The Challenge of SCR Validation
One of the Value add-ons of this group is conversations like this which allow us to crowdsource experts for our patients and highlight what we don't know. In this particular instance, we are discussion a "promising" new technique, namely SCR, but we have different ideas about for whom it is best treatment. Moreover, the few articles written on this are very optimistic about their successes. One can't help but imagine there may be more than one kind of confounding variable of bias in such small cohort studies. I'll remind you that Bhandari made us all aware that fragility due to small N in retrospective cohort studies usually means the conclusions are probably not valid. Furthermore, if you look at Codman Shoulder Society website at my blog, Warner's Corner, I've posted the article by Ionides which is entitled "All Research is Wrong." He pointed out that 75% of all small retrospective cohort studies are ultimately proven incorrect by similar sized cohort studies. So what are we to do to understand if SCR is really "Worth it"?
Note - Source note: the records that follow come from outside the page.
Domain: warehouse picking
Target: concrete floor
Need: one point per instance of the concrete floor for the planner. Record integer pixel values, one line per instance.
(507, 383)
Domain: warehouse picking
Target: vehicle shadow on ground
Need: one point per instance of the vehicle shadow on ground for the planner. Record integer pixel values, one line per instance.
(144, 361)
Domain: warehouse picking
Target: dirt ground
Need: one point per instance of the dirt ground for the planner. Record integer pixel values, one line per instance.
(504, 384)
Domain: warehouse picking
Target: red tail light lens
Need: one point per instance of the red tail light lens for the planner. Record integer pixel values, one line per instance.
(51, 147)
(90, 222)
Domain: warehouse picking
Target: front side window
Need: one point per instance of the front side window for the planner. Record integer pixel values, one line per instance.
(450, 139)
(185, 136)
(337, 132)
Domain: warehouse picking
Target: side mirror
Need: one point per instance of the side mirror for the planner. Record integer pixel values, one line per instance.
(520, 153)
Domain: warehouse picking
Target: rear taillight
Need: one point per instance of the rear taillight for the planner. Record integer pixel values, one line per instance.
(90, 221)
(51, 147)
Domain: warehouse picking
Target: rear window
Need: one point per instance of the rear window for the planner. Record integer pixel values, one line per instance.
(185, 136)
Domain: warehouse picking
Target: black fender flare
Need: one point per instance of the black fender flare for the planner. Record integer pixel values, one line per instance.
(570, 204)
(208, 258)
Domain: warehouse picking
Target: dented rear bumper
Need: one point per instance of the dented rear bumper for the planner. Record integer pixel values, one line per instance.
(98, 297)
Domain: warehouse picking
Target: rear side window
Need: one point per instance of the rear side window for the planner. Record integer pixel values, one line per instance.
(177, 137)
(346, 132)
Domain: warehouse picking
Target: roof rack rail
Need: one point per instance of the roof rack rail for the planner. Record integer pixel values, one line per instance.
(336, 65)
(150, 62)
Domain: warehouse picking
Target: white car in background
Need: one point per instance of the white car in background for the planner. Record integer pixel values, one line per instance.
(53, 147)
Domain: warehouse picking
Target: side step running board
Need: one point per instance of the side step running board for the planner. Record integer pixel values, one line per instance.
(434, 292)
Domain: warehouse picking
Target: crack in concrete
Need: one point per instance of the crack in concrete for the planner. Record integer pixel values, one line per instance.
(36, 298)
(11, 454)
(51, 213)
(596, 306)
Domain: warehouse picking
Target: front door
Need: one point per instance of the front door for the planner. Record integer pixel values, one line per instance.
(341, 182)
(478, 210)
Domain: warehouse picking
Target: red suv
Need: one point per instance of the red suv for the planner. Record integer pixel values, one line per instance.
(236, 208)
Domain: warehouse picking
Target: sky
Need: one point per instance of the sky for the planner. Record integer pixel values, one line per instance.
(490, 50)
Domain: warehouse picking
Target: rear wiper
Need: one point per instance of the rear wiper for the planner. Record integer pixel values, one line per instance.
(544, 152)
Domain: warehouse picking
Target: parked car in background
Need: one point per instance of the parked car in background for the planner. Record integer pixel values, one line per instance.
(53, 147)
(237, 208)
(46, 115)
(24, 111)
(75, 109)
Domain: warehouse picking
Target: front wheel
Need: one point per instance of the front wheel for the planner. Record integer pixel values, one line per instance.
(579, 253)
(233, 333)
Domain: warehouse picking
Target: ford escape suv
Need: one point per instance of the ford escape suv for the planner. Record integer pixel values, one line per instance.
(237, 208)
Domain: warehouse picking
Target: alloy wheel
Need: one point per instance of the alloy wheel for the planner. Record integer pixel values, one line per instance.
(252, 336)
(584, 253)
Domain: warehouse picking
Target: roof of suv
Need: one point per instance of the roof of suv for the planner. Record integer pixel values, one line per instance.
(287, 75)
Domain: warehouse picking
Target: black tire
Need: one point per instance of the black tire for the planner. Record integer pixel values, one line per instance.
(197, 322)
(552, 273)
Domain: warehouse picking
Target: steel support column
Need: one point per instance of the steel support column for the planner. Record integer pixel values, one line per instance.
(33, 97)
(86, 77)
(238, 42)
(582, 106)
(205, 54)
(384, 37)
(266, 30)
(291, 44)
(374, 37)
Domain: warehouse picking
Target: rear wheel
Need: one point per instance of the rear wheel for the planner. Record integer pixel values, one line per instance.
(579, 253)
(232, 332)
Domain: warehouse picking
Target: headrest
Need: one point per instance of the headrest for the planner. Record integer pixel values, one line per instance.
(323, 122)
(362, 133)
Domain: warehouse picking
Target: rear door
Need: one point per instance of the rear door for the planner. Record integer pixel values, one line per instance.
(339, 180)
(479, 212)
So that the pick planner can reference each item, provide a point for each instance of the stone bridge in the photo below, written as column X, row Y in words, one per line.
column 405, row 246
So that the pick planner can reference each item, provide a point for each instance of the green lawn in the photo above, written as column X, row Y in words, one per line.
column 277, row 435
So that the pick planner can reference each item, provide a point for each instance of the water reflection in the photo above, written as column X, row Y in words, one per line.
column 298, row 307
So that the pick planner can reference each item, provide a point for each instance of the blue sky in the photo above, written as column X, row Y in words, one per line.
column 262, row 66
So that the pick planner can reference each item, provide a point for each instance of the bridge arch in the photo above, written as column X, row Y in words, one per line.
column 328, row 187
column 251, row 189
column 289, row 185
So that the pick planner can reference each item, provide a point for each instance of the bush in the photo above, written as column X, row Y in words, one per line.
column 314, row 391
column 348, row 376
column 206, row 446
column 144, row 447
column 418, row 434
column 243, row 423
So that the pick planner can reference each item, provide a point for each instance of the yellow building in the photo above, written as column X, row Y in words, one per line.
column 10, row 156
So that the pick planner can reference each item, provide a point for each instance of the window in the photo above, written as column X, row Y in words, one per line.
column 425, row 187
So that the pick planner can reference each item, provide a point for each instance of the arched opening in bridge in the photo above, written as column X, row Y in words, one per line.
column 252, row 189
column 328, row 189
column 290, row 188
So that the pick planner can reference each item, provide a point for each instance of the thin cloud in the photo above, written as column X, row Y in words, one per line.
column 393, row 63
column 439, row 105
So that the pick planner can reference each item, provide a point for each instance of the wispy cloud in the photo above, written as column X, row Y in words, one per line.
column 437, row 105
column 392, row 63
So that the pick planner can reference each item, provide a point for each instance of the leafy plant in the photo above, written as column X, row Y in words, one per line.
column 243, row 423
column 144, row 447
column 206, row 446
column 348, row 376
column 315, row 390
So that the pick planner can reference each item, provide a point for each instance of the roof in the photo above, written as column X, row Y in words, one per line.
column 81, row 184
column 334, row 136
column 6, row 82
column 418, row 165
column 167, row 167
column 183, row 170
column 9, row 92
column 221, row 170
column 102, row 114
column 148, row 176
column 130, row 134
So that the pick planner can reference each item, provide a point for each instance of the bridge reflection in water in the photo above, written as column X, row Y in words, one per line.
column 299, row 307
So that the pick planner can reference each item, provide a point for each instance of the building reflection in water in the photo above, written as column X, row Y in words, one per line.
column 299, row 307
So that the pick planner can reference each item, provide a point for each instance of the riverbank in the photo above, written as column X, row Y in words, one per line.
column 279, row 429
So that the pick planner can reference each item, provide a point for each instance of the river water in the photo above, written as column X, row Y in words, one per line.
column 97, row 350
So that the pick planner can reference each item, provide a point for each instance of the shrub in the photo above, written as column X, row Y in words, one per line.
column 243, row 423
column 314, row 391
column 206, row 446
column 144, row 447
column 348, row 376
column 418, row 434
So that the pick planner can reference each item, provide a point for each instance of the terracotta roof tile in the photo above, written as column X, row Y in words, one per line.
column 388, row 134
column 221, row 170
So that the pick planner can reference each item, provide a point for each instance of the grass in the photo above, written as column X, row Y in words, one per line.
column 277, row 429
The only answer is a large cohort study where we agree on indications and we measure together. Randomization, as is usually the case, is very difficult but might be considered with perhaps arthroscopic partial repair. In fact, we did this with the Orthospace IDE.
We have just finished a study reviewing our results and those of the SOS Global database analyzing outcomes of SCR vs Tendon transfer; and we have analyzed our "learning curve" at MGH for SCR as well.
I encourage all of you to think about this and challenge one of you to move to a multicenter Codman Study group on this.